Youth Ministry Philosophy

As I interviewed for youth ministry positions across the country this past June, I was asked for many things.  A picture of myself, and a resume were always required.  Some churches required a statement of faith, which allowed them to learn more about my personal beliefs.  Then one church asked for my Philosophy of Ministry.  I had worked with a few different philosophies, and my basic vision had always revolved around outreach, but I needed to write something down that described the big building blocks of a full and working youth discipleship engine.  The following is what I came up with as I researched many of the philosophies I’d worked with in the past, as well as looking up the philosophies of some of my friends and talking with them on their thoughts.

Take a moment to read, and let me know what you think if you’ve worked in youth ministry, or have ever ministered to the middle and high school ages.

Philosophy of Youth Ministry
Daniel Griswold

The purpose of youth ministry is to grow life long disciples of Christ.

Youth Ministry is:

Theological/Discipling (Matthew 28:18-20)
We need to encourage reflection on God’s work in the world (past, present, and future) and help students to live engulfed in God’s Word.

A) Proclamation of Gospel in Youth Services and One on One Relationships
B) Education in Biblical Literacy in Small Groups and One on One Relationships
C) Cheering on growth in Personal Devotion to God
D) Celebration of God’s work in Worship through Arts and Communications
E) Constant challenges to reach out and live in Obedience (Great Commission)
(ex. outreach/inreach, missions, service project)

*This all happens in the context of fellowship/community and as youth are
discipled, they are encouraged to take part in the life of the larger church context.

(2) Relational/Incarnational/Contextualized (John 1:14)
Students need to be met where they are at, whether at the Ball Park, the schoolyard, at the mall, home, or in church.  Youth have a unique perspective on life because they occupy a unique space.  By understanding this and spending time with them, we minister to them more effectively.

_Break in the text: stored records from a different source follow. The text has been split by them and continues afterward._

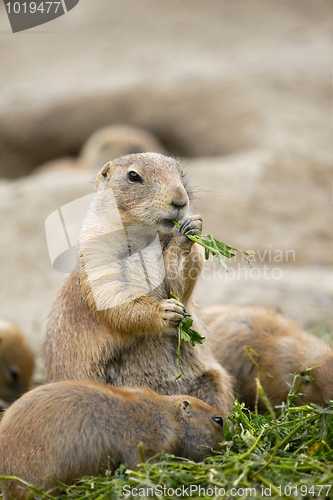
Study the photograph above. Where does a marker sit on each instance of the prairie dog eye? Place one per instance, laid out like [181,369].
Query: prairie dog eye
[134,177]
[218,420]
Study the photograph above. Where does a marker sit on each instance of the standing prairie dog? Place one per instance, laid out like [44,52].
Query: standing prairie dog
[71,429]
[114,320]
[16,363]
[278,348]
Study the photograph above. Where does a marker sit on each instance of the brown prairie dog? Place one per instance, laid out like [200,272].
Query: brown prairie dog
[16,363]
[113,320]
[73,428]
[281,348]
[104,144]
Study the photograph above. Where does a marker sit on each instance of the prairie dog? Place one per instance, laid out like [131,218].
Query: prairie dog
[105,143]
[115,141]
[74,428]
[114,320]
[279,349]
[16,363]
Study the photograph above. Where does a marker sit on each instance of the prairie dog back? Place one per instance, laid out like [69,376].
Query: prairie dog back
[71,428]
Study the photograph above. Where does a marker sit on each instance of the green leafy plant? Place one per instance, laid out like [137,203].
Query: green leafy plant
[186,334]
[215,247]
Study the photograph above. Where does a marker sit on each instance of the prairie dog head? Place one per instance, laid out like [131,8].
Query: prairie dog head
[150,189]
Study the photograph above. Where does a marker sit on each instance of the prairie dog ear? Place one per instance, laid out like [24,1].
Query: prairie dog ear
[186,408]
[105,174]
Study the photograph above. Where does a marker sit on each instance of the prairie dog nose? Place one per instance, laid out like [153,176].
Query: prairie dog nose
[179,197]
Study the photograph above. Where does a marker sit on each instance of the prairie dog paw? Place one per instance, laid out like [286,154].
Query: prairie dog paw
[172,311]
[190,226]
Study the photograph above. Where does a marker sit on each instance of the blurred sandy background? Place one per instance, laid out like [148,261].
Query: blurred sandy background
[240,90]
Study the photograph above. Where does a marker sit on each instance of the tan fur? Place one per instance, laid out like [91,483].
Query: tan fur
[71,429]
[281,348]
[16,363]
[104,144]
[115,141]
[133,341]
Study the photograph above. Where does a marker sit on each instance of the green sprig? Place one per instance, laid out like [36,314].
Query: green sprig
[186,334]
[215,247]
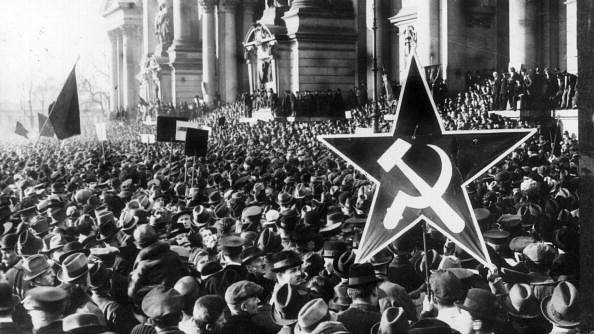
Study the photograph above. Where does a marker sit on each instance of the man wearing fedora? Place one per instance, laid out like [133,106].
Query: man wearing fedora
[163,306]
[363,312]
[118,318]
[12,264]
[287,268]
[391,294]
[242,299]
[45,306]
[252,258]
[74,278]
[287,301]
[485,311]
[155,263]
[446,289]
[523,311]
[7,307]
[562,309]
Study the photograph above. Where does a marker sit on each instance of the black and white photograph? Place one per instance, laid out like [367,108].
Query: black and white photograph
[296,166]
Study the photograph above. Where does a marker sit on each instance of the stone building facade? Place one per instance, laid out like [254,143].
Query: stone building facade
[174,50]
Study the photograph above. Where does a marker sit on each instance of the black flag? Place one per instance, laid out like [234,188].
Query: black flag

A) Stories are listened to (Background stories are essential)
Basic Questions of Youth Ministry (See Dean Borgman’s “When Kumbaya is Not Enough”):
1) Where have you been?
2) Where are you now?
3) Where do you need to go/grow?
4) How can I help you get there?

B) Their environments are experienced (sports games, mall courts, skate parks)
C) Triumphs and Tragedies are celebrated and processed
D) Homes are visited and Life Situations are known
E) Understanding of the specific Questions Youth are asking of life as they learn
F) Their media (tech) and communication methods are understood/interacted with

(3) Family Centered/Repairing/Equipping (Exodus 20:12; Deuteronomy 5:16)
Living in a broken world is not easy, and as family systems break down and adults abandon children and teens, youth ministry needs to help encourage and build whatever family a student has.  Some will have full functioning families and not even know it, so the youth worker must respect the family and work with them to take part in their families even as society tells them to separate or wholly rebel.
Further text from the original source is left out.